Cell counting by U-Net

Following the training of the U-Net, the subsequent phase involved cell count drawn from a dataset encompassing 4688 images. The training employed a L2 loss function, incorporating aleatoric uncertainty for cell counts (Figure 8), and optimization was carried out using the Adam optimizer with a learning rate of 1x10-4 and a batch size of 8. The estimation of cell sizes in the predicted masks, as shown in Figure 9 & 10, for each segmented cell (region) was calculated in terms of number of pixels it occupies at region (bounding box size) with a threshold of 50.

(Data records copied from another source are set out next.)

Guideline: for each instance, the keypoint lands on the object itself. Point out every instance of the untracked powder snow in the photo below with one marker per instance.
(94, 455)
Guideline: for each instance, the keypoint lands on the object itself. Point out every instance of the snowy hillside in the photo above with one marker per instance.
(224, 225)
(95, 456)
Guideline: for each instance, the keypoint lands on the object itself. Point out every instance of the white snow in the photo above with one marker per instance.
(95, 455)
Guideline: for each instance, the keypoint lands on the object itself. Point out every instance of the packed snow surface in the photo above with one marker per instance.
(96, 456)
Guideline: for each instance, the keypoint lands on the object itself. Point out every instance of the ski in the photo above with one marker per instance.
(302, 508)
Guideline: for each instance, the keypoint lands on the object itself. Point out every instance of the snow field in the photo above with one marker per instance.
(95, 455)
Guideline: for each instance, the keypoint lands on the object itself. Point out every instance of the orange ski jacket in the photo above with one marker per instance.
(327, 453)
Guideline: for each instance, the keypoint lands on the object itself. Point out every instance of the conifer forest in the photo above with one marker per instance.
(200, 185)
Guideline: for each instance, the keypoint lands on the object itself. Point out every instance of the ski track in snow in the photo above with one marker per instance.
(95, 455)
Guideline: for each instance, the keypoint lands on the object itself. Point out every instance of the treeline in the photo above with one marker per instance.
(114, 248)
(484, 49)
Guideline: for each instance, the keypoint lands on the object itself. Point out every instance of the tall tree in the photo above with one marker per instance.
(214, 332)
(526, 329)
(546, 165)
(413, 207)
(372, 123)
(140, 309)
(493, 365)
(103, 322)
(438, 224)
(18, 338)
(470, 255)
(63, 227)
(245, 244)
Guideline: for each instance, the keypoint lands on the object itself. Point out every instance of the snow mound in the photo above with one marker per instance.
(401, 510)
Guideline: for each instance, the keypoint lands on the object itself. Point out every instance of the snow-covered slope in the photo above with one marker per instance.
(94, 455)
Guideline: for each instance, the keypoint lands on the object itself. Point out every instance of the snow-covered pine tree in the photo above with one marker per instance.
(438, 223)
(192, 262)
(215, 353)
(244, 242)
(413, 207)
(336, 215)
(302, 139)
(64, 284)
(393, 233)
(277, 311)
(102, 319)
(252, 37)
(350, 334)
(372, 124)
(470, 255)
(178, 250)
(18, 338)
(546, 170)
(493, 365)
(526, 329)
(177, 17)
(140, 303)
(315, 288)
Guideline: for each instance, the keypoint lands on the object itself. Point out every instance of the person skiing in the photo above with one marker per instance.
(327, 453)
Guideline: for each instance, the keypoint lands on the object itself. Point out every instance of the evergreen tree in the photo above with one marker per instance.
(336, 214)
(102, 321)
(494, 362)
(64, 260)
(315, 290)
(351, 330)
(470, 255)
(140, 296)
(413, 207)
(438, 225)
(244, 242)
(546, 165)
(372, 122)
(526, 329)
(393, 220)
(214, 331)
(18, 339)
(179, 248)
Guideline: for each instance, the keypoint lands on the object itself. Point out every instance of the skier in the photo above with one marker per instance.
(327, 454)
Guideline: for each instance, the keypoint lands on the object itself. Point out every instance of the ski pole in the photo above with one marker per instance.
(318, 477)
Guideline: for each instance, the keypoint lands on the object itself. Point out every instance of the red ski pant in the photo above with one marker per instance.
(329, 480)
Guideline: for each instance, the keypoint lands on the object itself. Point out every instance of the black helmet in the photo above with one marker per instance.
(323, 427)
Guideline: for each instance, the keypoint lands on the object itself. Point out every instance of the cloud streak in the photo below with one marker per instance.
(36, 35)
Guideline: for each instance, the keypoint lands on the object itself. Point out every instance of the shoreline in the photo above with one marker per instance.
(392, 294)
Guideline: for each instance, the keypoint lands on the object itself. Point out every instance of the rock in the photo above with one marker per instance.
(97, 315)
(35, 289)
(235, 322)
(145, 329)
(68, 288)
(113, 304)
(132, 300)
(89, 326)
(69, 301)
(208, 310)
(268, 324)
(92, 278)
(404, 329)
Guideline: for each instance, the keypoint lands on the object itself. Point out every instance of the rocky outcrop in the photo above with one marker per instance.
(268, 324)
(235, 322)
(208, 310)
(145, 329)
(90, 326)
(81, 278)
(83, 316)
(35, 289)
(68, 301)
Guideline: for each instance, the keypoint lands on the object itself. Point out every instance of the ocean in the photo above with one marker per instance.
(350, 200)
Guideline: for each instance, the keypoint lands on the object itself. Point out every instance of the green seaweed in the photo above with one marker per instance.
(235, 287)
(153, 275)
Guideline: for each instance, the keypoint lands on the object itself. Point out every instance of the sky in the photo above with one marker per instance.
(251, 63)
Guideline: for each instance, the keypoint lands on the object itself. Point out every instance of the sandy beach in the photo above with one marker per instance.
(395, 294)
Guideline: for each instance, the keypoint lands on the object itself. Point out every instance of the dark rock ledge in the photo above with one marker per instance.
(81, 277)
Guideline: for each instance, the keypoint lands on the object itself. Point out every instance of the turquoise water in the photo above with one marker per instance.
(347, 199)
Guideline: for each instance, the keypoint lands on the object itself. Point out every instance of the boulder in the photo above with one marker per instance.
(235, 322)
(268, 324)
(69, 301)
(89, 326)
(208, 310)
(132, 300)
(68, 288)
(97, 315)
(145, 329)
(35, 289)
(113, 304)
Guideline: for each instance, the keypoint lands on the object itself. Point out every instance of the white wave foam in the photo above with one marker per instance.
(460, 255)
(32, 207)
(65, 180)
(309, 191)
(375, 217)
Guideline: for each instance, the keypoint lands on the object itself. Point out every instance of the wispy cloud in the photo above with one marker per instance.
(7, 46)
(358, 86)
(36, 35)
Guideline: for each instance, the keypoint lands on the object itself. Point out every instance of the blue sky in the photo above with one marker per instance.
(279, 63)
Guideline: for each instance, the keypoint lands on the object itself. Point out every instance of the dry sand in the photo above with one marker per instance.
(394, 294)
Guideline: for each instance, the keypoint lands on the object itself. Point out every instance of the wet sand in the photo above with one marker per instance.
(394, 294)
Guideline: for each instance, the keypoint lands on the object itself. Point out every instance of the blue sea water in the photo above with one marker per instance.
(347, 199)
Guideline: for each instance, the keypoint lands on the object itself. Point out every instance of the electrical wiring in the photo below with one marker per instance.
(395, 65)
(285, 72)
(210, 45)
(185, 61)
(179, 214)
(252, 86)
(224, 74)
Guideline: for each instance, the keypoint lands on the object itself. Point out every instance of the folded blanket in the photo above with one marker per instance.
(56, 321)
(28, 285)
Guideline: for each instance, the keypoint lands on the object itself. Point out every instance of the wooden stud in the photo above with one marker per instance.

Cell segmentation and quantitative evaluation by U-Net

The outcomes derived from the evaluation of U-Net models on the three dataset groups indicated a very positive correlation between the size of the dataset and the positive results, achieving higher values for the bigger dataset, as it can be seen in Table 1. In the biggest dataset the maximum values are accuracy of 0.98, recall 0.98, precision of 0.99, IoU of 0.99 and Dice of 0.99. Additionally, a concurrent reduction in both dice loss and sparse categorical cross-entropy loss was observed, as the employed loss functions exhibited a robust interdependence and displayed an inverse relationship with accuracy (Figure 5A & 5B). Following the specified criteria, the most favourable U-Net configuration [45] involved five encoding and decoding blocks. This assessment also extended to the examination of the number of filters in the initial encoding block, revealing a doubling of filters with each subsequent block and a corresponding halving with each decoding block. The optimum number of filters, within the investigated parameters, was identified as 64 in the first encoding block.

Table 1 elucidates the performance outcomes, throughout several metrics, of cell segmentation derived from the evaluation of the test set for each model. The evaluation was conducted across distinct datasets characterized by varying numbers of images, with the U-Net model serving as the segmentation architecture.

Table 1: Cell segmentation performance results computed for each model.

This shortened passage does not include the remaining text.